DW's Dad passed away last night. She has been with her mum during his short spell in hospital with our DD (2) while I have stayed with DS (5) with the help of my mum (I'm mobility impaired, but work full time from home). Here's our question: DS loved his grandad, and is a very sensitive child who has already been through a severe trauma, namely my own near death and long hospital stay as a result of a road accident. We've kept him here because seeing me on a bed connected to a mass of tubes was very upsetting to him first time around and we didn't want his last memory of his fit and highly active grandad to be like that. Advice sought now on, how we break it to him? and crucially, do we take him to the funeral (cremation, maybe disturbing, fire and all that) or does he stay here? I'm at a loss to know what is best and so is DW.
So sorry to hear the news, I haven't much experience but would advise no to the funeral at his age.. I'd also say that you should tell him asap. be honest and age appropriate.tell him that you have some sad news so that he knows its ok to be sad, but limit details . Sorry that all sound useless, no help at all.
Agree that you can talk about death quite frankly with young children - and avoid saying 'grandad fell asleep' as that can worry them about sleeping.

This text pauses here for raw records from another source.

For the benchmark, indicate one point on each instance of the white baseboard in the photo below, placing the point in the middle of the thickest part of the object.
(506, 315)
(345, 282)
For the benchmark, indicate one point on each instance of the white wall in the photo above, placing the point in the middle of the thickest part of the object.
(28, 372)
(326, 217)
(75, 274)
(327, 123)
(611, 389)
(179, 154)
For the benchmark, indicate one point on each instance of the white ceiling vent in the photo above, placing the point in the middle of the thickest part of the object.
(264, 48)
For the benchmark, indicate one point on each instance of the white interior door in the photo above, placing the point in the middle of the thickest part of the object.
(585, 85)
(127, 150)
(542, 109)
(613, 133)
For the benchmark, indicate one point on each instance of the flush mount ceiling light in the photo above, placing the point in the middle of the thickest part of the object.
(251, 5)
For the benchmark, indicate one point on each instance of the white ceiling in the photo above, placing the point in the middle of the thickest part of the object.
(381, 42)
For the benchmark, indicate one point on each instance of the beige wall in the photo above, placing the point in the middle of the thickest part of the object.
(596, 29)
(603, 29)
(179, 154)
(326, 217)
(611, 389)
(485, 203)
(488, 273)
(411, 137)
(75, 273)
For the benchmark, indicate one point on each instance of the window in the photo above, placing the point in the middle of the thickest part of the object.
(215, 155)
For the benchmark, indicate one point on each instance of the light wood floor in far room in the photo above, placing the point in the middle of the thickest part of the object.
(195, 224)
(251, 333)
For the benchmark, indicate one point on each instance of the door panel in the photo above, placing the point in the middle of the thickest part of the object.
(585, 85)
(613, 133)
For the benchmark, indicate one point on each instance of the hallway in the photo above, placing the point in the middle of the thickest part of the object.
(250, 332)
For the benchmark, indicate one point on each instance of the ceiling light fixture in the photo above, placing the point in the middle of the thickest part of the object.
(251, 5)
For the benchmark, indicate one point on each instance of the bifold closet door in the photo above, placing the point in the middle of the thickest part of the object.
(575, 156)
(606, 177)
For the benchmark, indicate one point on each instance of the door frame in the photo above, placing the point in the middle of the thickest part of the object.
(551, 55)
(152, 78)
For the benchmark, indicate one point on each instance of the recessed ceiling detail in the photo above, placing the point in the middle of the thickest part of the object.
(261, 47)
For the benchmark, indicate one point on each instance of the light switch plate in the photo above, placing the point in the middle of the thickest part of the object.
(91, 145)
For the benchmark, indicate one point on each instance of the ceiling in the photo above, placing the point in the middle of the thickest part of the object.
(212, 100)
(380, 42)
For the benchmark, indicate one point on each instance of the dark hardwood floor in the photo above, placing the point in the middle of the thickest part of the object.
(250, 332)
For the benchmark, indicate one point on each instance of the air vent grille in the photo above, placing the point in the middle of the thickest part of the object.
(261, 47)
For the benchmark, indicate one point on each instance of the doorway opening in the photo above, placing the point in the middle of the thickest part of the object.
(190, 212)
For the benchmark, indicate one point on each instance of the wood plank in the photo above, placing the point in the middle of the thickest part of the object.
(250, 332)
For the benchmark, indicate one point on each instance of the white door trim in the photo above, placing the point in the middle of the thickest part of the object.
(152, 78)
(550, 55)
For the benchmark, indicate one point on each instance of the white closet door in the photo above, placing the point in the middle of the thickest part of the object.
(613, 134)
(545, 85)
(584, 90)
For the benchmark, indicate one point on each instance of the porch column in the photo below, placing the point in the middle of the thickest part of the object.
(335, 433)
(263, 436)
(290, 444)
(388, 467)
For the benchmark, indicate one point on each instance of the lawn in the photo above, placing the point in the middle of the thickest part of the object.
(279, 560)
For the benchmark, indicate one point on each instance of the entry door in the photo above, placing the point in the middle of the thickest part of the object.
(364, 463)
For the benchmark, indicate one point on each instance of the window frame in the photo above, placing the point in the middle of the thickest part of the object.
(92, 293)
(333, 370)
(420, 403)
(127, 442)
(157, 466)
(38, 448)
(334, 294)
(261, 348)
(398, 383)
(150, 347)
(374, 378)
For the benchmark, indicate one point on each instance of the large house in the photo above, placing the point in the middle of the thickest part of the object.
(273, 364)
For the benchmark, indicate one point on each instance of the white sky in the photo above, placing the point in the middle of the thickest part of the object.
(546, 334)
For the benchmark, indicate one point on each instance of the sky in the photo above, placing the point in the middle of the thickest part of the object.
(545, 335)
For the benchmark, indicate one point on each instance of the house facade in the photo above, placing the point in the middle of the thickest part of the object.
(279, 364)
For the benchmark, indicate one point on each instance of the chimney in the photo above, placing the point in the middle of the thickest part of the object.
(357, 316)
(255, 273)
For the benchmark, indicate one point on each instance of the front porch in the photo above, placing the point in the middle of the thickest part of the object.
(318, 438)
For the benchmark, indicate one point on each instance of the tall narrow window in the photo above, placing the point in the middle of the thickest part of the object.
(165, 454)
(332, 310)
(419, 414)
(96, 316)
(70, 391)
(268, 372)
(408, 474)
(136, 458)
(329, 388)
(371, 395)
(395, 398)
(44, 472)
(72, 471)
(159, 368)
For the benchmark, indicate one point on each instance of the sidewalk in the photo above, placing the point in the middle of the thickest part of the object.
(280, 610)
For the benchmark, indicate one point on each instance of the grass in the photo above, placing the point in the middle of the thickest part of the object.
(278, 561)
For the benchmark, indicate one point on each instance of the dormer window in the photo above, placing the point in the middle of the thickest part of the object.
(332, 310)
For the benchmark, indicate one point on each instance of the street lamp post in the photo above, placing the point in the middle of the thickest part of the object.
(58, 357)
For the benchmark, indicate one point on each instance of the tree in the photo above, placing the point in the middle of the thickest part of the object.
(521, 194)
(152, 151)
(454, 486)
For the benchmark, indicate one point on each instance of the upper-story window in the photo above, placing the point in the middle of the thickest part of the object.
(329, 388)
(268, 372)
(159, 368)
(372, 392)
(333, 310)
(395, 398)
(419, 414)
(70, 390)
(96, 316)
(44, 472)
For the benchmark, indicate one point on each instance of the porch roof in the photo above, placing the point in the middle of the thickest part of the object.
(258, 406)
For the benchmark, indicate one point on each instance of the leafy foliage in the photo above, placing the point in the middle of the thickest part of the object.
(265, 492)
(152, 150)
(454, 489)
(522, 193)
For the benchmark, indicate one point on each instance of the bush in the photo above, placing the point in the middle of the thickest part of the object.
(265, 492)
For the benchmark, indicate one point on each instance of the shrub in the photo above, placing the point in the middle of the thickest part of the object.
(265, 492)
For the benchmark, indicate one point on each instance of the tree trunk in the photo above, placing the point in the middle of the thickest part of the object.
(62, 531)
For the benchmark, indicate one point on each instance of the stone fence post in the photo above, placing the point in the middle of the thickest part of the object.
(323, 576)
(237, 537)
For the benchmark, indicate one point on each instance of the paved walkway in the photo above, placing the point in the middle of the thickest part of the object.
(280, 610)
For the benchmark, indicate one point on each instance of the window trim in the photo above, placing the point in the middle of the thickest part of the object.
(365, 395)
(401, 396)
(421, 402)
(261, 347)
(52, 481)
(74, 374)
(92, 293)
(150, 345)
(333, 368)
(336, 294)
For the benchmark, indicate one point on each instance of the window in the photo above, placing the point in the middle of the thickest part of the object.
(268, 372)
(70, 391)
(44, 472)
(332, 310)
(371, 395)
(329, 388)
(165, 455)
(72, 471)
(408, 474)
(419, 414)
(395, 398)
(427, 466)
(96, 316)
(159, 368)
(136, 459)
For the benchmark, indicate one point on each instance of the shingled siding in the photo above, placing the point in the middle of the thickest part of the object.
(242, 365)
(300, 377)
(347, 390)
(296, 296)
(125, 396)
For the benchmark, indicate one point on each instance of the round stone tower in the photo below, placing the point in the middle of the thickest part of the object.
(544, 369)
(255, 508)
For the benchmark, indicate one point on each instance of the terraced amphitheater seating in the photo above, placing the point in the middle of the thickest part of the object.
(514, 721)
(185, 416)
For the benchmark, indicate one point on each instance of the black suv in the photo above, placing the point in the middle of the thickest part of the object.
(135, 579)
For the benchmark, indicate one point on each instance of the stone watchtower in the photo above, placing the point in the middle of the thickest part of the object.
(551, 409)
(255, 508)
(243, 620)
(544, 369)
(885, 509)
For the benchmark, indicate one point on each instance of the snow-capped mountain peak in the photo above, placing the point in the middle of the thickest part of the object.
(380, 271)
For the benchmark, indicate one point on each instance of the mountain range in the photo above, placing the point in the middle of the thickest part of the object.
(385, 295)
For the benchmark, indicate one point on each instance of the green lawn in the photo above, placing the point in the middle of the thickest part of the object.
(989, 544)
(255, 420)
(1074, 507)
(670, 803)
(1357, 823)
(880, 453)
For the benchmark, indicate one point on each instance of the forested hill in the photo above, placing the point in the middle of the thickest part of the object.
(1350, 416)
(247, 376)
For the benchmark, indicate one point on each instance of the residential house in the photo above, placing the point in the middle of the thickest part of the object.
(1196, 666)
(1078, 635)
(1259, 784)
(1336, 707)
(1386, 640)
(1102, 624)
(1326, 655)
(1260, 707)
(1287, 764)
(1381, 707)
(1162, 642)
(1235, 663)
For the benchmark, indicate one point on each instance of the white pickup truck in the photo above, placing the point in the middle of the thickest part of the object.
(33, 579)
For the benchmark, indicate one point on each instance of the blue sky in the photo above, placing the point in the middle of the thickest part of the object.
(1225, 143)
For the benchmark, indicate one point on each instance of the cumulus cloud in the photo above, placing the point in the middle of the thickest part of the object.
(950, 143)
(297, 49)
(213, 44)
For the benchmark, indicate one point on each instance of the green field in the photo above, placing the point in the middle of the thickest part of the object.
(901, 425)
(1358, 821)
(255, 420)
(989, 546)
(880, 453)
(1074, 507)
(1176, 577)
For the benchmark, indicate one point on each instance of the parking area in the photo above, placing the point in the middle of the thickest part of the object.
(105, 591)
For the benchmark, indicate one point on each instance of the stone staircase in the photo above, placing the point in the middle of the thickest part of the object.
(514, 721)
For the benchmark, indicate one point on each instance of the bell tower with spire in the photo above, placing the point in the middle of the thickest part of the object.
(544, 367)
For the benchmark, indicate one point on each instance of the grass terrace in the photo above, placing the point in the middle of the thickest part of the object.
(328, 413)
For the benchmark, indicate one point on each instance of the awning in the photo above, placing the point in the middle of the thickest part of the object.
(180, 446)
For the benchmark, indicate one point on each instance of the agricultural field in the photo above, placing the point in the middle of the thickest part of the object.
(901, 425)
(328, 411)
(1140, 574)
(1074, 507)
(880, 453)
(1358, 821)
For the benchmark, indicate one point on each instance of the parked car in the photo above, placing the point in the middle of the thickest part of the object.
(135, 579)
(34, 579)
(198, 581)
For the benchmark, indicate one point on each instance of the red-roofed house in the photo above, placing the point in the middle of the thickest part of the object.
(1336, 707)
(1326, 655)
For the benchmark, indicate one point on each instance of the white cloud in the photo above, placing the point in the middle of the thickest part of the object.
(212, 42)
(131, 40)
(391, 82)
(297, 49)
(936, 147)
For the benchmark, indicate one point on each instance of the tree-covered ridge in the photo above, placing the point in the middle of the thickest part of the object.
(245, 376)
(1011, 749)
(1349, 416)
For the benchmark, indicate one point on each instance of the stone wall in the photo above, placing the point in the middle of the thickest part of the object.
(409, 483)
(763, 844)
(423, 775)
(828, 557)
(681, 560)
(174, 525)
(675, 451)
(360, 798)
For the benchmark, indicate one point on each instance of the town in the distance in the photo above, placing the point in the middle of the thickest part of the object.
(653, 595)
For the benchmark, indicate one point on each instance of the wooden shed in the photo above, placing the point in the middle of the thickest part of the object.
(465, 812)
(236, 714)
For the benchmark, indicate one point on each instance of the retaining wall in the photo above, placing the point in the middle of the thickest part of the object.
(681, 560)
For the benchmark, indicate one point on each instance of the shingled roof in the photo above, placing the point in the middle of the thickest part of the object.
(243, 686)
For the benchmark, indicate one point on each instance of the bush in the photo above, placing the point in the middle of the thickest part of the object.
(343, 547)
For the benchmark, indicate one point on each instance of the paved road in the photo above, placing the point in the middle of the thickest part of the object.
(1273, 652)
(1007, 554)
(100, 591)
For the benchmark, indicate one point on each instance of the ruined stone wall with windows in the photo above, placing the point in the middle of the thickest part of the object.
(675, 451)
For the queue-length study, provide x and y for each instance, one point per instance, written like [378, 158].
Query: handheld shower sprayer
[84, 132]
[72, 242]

We took our DD (then 5) to her grandmother's funeral - but to the memorial bit, not the cremation. I think sometimes we worry that DC will be upset at funerals because we know we will be showing emotion. But that wasn't a problem and it was lovely for her (and her younger brother) to be there as part of the family coming together to mourn and celebrate a life well lived.
DH broke it to DD about Gran. He explained that she had lived a lovely life and we loved her very much but she was old and had to go and, while we would all miss her, this was the way of things. Lots of emphasis on the fact it didn't hurt (DD was quite concerned about this - she knows her aunt - DH's sister - died young because she was ill and we wanted to get across the sense that while it was terrible to lose a grandparent it was more within the natural order). DD was quite matter of fact. I think young children are - perhaps because they can't quite grasp the concept of it?